Wikipedia has it as "an item of unreliable information that is repeated so often that it becomes accepted as fact." after the original USofAmerica coinage by Norman Mailer.

In Commonwealth countries (Australia, Canada, UK) two decades past we used it on intelligence forums as the name for atomic snippets of information released by companies via stock exchanges, company reports, PR .. each nugget being an atomic fact like paragraph linked back to a source that asserted that fact to be true, but to be taken as potentially incorrect.


Literally the very next line: "Since the term's invention in 1973, it has become used to describe a brief or trivial item of news or information."

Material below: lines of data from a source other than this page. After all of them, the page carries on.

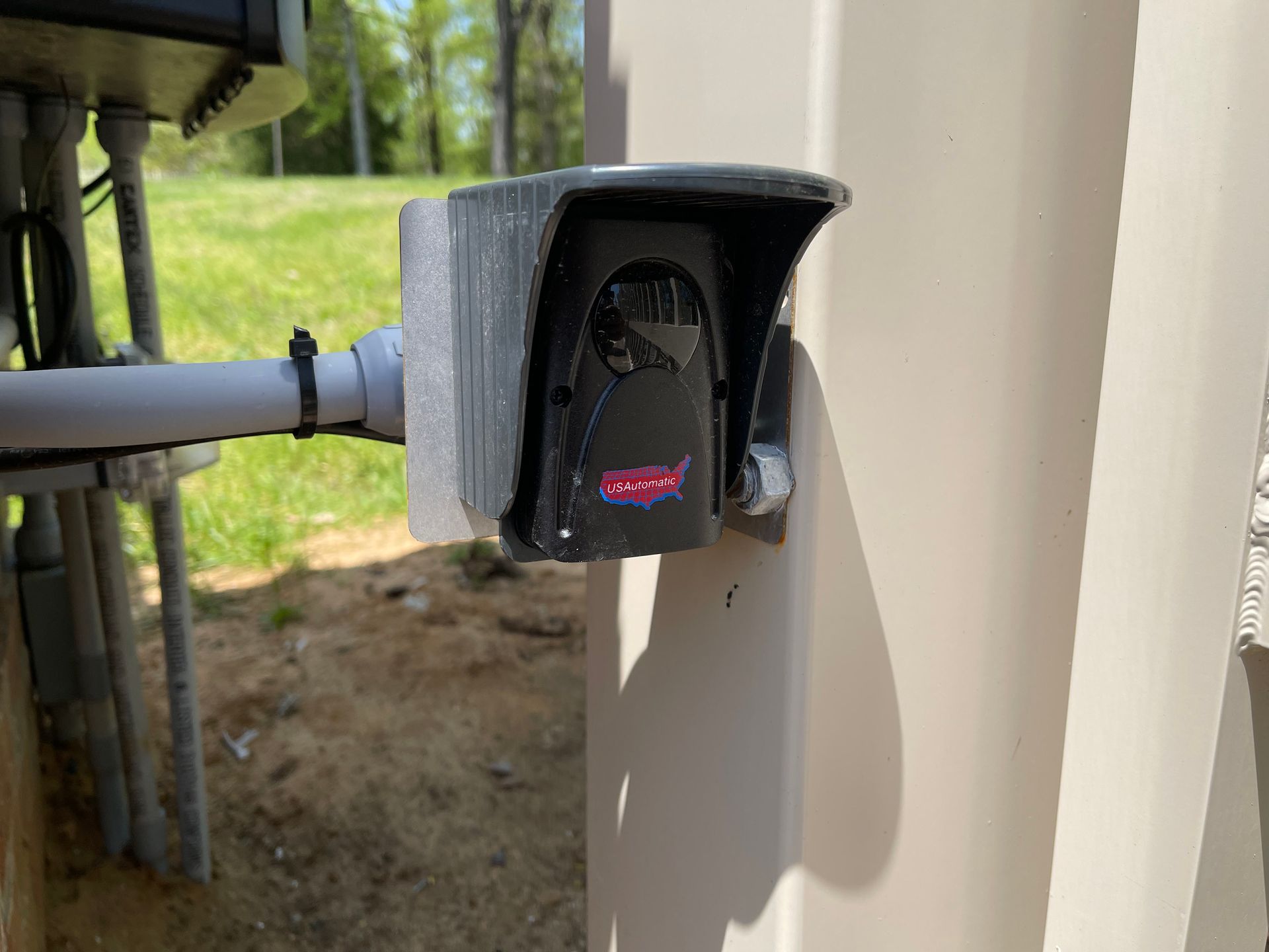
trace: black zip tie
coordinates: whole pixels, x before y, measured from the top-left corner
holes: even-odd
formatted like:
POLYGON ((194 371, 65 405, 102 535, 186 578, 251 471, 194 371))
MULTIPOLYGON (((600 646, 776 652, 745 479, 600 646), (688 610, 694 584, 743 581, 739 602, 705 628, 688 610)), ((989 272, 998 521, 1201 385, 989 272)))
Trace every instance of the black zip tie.
POLYGON ((317 432, 317 374, 313 373, 313 357, 317 341, 303 327, 293 326, 291 339, 291 359, 296 362, 299 374, 299 425, 296 426, 296 439, 310 439, 317 432))

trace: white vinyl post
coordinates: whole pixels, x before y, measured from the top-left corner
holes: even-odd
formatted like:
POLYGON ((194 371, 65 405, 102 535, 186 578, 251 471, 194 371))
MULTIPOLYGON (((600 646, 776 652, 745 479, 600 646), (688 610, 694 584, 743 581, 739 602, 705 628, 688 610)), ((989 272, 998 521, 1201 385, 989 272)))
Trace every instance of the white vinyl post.
POLYGON ((590 570, 593 951, 1041 948, 1136 17, 588 3, 589 160, 854 190, 783 546, 590 570))
POLYGON ((1141 4, 1049 951, 1265 944, 1235 630, 1269 373, 1266 46, 1259 0, 1141 4))

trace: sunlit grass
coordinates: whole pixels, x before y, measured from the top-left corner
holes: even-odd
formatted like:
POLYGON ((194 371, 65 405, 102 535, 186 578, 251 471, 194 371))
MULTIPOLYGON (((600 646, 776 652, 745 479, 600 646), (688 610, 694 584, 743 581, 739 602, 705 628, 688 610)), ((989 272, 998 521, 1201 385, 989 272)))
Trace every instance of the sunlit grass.
MULTIPOLYGON (((397 215, 444 197, 434 178, 187 178, 150 183, 168 358, 284 357, 291 327, 322 350, 401 320, 397 215)), ((128 339, 113 207, 88 222, 103 341, 128 339)), ((181 481, 190 562, 286 565, 316 528, 405 512, 400 447, 340 437, 221 444, 221 462, 181 481)), ((129 553, 154 557, 145 514, 123 506, 129 553)))

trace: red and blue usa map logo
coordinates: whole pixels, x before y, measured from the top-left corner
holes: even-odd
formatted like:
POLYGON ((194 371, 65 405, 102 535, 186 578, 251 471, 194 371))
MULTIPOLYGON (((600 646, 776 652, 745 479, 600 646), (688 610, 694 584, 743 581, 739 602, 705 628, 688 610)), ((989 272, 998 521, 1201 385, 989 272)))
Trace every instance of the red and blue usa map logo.
POLYGON ((685 456, 673 470, 669 466, 605 470, 599 477, 599 495, 613 505, 641 505, 645 509, 670 496, 683 499, 683 480, 689 466, 692 457, 685 456))

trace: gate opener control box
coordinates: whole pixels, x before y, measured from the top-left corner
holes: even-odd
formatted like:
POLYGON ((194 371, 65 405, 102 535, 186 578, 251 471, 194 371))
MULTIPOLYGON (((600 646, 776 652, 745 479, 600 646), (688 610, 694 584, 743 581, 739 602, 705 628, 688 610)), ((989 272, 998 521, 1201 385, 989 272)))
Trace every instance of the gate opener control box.
POLYGON ((755 491, 793 269, 849 204, 832 179, 745 165, 588 166, 409 203, 414 534, 570 562, 717 542, 755 491))

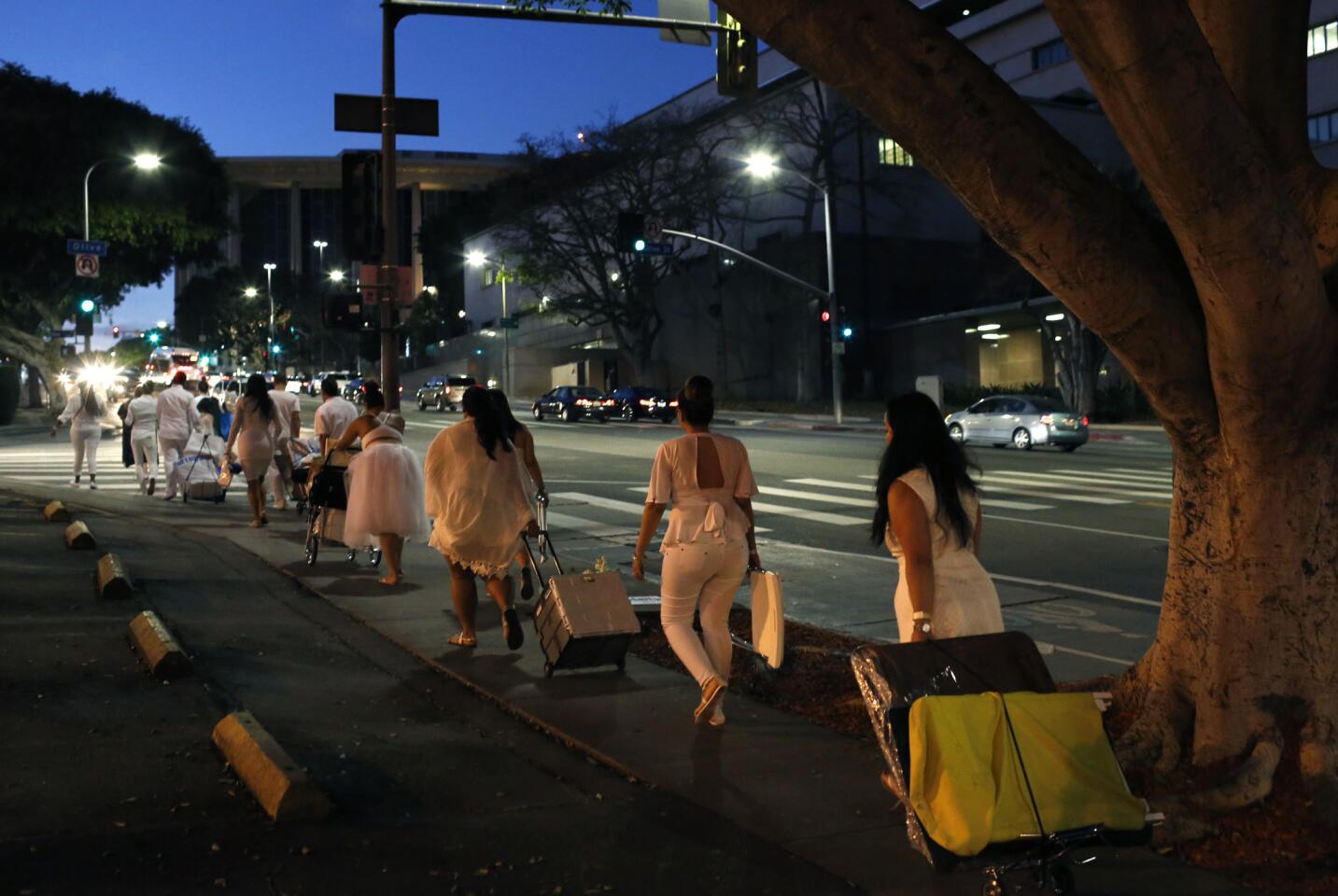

The intended meaning by Norman Mailer never took on in the states.


Literally you asserted:

> In British English a “factoid” is something that looks true but isn't.

I responded that

In British English a “factoid” is something that looks true but may or may not be true.

.. there's a difference.


So, a factoid being sometimes true, but not always... Is a factoid.


That’s arguable.


This sounds like a factoid to me.

Jokes aside, what do we actually do in this scenario, when the same word has opposite meanings?

In my opinion, it’s always best to err on caution and use another word if possible (“short fact” instead?).

Because I have seen this factoid discussion before…


A wonder how different people will interpret "a couple of factoids" then!


This is only true if “American English” means English spoken by people of low education or as a second language.